Un des moyens d’échange les plus anciens consistait, ainsi que nous l’avons vu déjà, en peaux d’animaux. Or la forme la plus ancienne de la monnaie représentative fut celle de petits morceaux de cuir portant d’ordinaire un sceau officiel. Storch, Bernardakis et quelques autres écrivains ont supposé, avec beaucoup de vraisemblance, que, lorsque les peaux et les fourrures commencèrent à paraître trop volumineuses et trop gênantes pour servir de monnaies, on en détacha de petits morceaux qui circulèrent comme gages de propriété. En s’ajustant à l’endroit où on les avait coupés, ils prouvaient le droit de propriété. Il y avait là quelque chose d’analogue à ces tailles ou baguettes entaillées qui servirent pendant bien des siècles à marquer les emprunts faits au Trésor d’Angleterre. L’expérience que nous avons du papier monnaie nous apprend assez que, si ces petits gages de cuir étaient entrés tout à fait dans les habitudes d’une nation, celle-ci devait, avec le temps, en oublier le caractère représentatif, et continuer à les employer, lors même que le gouvernement ou les autres détenteurs des peaux et fourrures ne conservaient plus en réalité ce genre de propriété. Telle est sans doute l’histoire de la monnaie de cuir qui a longtemps eu cours en Russie.

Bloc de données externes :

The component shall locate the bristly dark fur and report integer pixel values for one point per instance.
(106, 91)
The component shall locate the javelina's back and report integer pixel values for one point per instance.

Il est impossible de dire avec certitude quel était le caractère de la monnaie de cuir qui, suivant une tradition obscure, était en usage à Rome avant le temps de Numa. Il est certain que les Carthaginois avaient une monnaie de cuir représentative, car Eschine le Socratique nous dit qu’ils employaient de petits morceaux de cuir enroulés autour d’un noyau d’une substance inconnue, puis scellés. Les nations voisines refusaient de recevoir ces monnaies curieuses, d’où nous pouvons inférer avec certitude qu’elles n’avaient qu’une valeur nominale.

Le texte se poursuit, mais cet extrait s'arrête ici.